For years, ActionCOACH founder Brad Sugars and his Business Coaches have taught business owners a “secret” but simple formula to hugely grow profits in any business. And we are about to share it with you!

Conventional business looks at sales from the standpoint of three things: sales, expenses and profits. This is defined by the formula Sales – Expenses = Profits. Each variable depends on the other, forcing businesses to look at either increasing sales or decreasing expenses in order to influence profitability.

We move away from this restricted view and break the sales variable into five separate components. Each of these can be worked on individually to leverage profits on the bottom line.

This is termed “The Five Ways” by the ActionCOACH business coaching model.

The five areas are:

  • Lead Generation
  • Conversion Rate
  • Average (£) Sale
  • Average Number of Transactions
  • Profit Margins

These areas are highlighted in this equation:

Lead Generation x Conversion Rate = Average Number of Customers

Number of Customers x Average (£) Sale x Average Number of Transactions = Revenues

Revenues x Profit Margins = £ Profits

Taking a closer look into each of the five variables will reveal how an increase in any or all of them can result in increasing sales and profits, while keeping expenses constant.

Understanding lead generation, conversion rates and average (£) amounts

In today’s highly competitive business world, it’s vital for business owners to test and measure everything, and a good place to begin is lead generation. This is the total number of potential customers that have been in contact with the business in the last year; their leads.

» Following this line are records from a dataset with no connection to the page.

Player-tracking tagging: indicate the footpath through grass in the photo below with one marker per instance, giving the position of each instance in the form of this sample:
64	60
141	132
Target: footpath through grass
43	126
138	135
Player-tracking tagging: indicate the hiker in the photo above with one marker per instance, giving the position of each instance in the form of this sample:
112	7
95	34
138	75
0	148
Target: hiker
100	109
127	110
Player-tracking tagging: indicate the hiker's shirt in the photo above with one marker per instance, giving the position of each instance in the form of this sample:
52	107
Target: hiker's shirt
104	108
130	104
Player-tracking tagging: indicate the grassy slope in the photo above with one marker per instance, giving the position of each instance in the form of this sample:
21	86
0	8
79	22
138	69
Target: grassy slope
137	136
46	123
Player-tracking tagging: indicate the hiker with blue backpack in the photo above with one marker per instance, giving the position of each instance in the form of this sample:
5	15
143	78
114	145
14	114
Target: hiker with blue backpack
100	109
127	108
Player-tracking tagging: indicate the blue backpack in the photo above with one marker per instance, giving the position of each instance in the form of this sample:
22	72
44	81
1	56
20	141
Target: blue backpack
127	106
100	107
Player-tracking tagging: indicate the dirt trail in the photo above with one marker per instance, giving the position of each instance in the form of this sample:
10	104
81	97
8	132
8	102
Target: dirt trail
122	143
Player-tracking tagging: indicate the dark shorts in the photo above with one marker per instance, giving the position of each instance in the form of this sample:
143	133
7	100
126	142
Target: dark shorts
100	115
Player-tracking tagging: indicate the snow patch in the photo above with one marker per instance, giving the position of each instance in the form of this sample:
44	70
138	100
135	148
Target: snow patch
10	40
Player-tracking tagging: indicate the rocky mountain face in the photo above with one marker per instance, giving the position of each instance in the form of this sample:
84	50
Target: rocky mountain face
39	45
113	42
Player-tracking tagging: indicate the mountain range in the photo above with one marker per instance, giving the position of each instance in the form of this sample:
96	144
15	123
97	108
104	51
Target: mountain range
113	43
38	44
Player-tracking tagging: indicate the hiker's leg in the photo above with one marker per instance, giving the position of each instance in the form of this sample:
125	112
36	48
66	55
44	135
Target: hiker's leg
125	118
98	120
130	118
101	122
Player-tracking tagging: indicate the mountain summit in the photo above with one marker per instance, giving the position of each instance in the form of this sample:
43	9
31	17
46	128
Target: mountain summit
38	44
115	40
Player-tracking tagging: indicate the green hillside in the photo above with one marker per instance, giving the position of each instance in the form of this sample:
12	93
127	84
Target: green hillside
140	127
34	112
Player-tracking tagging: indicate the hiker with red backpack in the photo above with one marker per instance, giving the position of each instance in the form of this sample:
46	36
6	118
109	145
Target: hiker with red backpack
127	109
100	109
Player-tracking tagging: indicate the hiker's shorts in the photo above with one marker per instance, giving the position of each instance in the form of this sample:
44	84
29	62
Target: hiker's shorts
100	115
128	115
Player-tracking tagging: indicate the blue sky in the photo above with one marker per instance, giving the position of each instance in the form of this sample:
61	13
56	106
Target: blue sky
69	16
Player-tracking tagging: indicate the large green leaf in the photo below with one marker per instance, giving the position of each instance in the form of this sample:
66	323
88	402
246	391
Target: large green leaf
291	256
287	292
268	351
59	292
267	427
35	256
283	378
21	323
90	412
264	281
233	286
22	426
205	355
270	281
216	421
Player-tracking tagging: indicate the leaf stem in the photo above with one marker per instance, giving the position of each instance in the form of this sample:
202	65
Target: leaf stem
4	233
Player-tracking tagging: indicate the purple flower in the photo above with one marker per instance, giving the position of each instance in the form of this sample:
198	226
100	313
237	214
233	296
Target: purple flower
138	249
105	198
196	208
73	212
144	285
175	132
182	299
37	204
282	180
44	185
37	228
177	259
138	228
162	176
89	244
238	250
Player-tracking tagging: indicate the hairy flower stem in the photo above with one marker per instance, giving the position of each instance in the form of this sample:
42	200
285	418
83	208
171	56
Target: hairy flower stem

A lot of people confuse responses and potential buyers with results – the sound of ringing phones is not the same as ringing tills! This is highlighted by conversion rate, or the percentage of people who did buy versus those who didn’t. For example, if 10 people came into a shop and only three people bought something, that day the shop had a conversion rate of 3 out of 10, or 30%.

The next part of the Five Ways is the number of customers, which is the number of people a business deals with. This is determined by multiplying the total number of leads by its conversion rate.

Are you with us so far?!

The average number of transactions is the number of purchases the average customer will make over a year. Keeping a database of past customers is helpful, as many business owners make the mistake of thinking “once a customer, always a customer”. The average number of transactions is closely related to the average sale of each purchase, which is also forecast over a year.

Discover revenues and working on margins

The next concept in the Five Ways model is revenue, which is worked out by multiplying the total number of customers by the number of times that they bought, multiplied by the average amount they spent.

This leads to the concept of margin, which is the profit percentage of each sale. For example, if a business sells something for £100, and £25 was their profit, then the profit margin is 25%.

The final step is taking the resulting revenue number and multiplying it by the company’s profit margin percentage to reach the bottom-line profit.

The great thing about the Five Ways formula is any business can leverage the concept even if they have a product or service with a long-term buying cycle or a limited number of transactions. In these cases, a business could work with the other variables to improve bottom-line profit, by improving their marketing efforts to get more qualified leads, finding ways to grow conversion to customers, increasing prices to leverage average (£) value or upgrading profit margins.